Document Type



This item is available under a Creative Commons License for non-commercial use only


Computer Sciences

Publication Details

Dissertation submitted in partial fulfilment of the requirements of Technological University Dublin for the degree of M.Sc. in Computing (Stream), June 2018.


Text mining is a method for extracting useful information from unstructured data through the identification and exploration of large amounts of text. It is a valuable support tool for organisations. It enables a greater understanding and identification of relevant business insights from text. Critically it identifies connections between information within texts that would otherwise go unnoticed. Its application is prevalent in areas such as marketing and political science however, until recently it has been largely overlooked within economics. Central banks are beginning to investigate the benefits of machine learning, sentiment analysis and natural language processing in light of the large amount of unstructured data available to them.
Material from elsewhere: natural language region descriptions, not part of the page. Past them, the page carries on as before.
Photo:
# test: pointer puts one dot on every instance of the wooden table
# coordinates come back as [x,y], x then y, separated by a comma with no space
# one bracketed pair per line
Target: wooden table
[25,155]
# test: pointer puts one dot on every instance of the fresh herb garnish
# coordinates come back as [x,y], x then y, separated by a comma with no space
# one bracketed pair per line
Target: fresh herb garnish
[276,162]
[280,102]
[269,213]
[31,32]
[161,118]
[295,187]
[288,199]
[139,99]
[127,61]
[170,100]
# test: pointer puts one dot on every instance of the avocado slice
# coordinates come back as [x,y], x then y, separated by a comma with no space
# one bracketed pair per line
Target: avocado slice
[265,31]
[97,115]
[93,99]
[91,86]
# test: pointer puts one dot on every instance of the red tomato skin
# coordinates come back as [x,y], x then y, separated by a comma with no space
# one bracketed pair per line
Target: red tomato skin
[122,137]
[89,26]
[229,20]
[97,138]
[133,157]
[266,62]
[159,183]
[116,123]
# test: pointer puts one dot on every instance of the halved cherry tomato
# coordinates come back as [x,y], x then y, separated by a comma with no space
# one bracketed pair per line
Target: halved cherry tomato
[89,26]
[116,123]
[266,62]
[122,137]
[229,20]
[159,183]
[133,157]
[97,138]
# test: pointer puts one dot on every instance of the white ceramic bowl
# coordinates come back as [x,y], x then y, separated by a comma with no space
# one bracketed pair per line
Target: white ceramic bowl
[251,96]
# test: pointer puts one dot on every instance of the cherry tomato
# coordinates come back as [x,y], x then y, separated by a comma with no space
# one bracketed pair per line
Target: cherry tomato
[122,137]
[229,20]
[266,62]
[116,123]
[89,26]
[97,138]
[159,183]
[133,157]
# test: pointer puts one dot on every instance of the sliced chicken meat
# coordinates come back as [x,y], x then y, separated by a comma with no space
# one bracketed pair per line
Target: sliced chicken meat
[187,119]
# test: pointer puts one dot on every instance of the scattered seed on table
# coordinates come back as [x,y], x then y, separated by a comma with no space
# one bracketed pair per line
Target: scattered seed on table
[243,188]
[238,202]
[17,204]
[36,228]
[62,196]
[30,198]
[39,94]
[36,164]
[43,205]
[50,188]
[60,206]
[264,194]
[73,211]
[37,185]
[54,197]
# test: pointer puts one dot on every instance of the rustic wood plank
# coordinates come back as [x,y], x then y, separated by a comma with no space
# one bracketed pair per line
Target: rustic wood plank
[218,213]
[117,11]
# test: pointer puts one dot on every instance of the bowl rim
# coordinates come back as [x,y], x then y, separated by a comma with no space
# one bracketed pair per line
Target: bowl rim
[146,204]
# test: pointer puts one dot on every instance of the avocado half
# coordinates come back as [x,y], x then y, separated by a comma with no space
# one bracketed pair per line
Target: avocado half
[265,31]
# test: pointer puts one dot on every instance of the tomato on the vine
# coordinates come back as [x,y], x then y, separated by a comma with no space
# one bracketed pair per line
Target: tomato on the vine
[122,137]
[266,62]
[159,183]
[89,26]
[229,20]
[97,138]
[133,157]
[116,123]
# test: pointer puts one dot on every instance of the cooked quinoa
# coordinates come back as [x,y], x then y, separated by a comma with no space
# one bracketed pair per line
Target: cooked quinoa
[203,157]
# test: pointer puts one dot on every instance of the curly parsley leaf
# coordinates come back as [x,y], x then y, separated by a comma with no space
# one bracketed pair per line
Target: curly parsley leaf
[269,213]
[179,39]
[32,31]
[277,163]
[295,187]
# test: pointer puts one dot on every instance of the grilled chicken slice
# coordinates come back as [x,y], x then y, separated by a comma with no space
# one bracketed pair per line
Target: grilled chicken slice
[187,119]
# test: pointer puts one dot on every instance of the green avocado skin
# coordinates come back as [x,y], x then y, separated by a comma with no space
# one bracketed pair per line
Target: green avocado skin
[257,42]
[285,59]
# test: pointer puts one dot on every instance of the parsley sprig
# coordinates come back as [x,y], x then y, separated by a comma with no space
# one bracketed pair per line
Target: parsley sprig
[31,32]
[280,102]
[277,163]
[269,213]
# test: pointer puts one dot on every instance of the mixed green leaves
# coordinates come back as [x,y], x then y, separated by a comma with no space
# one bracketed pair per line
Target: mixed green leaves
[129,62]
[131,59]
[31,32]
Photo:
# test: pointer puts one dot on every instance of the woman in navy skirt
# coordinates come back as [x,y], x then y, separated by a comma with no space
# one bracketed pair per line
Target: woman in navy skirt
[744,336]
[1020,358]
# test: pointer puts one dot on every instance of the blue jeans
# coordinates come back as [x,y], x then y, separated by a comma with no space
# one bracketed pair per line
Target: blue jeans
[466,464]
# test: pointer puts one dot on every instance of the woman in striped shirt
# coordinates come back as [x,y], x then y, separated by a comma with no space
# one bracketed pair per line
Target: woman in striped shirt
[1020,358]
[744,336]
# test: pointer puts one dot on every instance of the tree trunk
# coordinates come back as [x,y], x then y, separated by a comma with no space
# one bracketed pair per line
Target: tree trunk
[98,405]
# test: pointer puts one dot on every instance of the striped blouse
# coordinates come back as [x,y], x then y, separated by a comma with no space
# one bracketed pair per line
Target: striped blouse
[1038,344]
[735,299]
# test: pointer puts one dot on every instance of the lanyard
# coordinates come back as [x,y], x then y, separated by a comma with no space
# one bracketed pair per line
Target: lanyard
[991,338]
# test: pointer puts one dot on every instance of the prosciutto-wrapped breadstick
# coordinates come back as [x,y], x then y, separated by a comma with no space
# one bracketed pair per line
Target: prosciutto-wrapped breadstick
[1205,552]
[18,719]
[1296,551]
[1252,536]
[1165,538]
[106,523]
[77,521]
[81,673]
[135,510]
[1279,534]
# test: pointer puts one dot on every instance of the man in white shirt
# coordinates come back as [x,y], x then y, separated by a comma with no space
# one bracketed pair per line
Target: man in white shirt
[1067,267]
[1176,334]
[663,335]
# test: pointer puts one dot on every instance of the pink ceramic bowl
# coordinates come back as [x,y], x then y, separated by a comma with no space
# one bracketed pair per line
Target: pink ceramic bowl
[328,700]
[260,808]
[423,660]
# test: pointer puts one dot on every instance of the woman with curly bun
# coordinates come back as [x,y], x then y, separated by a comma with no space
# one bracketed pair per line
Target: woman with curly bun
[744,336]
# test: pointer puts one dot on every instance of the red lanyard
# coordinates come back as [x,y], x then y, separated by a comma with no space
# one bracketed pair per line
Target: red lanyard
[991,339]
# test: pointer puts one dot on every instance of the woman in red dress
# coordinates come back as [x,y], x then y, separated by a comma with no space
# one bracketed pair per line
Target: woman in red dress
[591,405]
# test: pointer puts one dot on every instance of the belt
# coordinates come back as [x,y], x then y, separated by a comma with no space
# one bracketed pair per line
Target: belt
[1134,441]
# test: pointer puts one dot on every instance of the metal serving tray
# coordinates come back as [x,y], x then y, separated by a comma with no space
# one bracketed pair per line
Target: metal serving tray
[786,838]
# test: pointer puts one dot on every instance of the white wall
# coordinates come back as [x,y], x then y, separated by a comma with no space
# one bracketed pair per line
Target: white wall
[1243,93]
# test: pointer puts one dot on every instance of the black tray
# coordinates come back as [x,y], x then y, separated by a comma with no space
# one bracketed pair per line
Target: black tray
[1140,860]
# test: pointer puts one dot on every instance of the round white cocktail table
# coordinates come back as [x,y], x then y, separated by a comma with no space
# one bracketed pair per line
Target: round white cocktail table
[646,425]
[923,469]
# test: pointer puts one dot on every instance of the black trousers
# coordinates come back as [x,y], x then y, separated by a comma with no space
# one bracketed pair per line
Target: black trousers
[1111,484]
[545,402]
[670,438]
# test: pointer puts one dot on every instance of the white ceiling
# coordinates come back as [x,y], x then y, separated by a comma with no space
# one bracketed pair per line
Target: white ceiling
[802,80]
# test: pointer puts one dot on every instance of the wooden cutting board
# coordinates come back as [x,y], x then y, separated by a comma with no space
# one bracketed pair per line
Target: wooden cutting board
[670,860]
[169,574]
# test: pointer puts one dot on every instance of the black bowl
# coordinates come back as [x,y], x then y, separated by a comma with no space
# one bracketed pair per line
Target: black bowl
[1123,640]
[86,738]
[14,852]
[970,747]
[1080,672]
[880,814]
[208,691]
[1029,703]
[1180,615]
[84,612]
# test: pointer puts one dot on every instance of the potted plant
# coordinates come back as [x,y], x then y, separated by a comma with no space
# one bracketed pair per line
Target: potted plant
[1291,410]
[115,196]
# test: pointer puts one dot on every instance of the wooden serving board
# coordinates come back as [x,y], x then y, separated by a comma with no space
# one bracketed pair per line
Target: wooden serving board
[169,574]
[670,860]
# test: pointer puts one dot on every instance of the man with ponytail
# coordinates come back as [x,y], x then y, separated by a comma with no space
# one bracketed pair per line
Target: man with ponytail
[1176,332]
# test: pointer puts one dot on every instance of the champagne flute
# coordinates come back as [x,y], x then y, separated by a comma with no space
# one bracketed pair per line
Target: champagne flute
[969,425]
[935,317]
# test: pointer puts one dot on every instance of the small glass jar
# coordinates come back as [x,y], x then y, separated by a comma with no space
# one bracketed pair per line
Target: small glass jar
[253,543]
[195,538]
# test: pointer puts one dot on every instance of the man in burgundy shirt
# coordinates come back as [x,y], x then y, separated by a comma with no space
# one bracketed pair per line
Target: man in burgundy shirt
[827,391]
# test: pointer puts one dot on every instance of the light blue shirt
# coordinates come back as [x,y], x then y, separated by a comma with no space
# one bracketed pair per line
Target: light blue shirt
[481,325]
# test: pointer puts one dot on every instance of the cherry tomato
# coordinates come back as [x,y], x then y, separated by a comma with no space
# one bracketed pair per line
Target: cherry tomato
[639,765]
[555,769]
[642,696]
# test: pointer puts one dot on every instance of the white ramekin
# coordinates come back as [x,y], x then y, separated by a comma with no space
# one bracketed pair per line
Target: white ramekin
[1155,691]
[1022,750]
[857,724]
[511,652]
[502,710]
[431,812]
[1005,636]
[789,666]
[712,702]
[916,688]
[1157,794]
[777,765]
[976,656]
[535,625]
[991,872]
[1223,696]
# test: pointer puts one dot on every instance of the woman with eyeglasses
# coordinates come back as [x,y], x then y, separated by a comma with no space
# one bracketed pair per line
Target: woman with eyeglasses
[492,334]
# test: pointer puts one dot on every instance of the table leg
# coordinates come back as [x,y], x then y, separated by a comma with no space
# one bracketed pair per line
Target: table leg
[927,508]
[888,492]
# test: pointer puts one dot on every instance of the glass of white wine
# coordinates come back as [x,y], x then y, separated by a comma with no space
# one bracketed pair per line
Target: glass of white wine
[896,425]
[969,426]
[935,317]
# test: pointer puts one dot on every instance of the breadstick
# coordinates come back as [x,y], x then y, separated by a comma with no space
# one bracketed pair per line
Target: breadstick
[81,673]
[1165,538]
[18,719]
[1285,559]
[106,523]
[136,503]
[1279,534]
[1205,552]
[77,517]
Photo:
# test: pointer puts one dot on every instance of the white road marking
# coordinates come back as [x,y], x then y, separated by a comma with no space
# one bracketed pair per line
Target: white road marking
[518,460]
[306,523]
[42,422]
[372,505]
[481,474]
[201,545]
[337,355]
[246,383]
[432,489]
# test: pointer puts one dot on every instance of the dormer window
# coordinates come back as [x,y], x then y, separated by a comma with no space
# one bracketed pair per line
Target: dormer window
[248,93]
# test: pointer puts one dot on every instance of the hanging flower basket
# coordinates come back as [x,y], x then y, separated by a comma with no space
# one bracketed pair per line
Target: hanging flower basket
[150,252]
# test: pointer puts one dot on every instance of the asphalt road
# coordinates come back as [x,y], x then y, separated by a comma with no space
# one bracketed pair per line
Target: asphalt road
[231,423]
This includes news articles, financial contracts, social media, supervisory and market intelligence and regulatory reports. In this research paper a dataset consisting of regulatory required Solvency and Financial Condition Reports (SFCR) is analysed to determine if machine learning and text classification can assist assessing the completeness of SFCRs. The completeness is determined by whether or not the document adheres to nine European guidelines. Natural language processing and supervised machine learning techniques are implemented to classify pages of the report as belonging to one of the guidelines.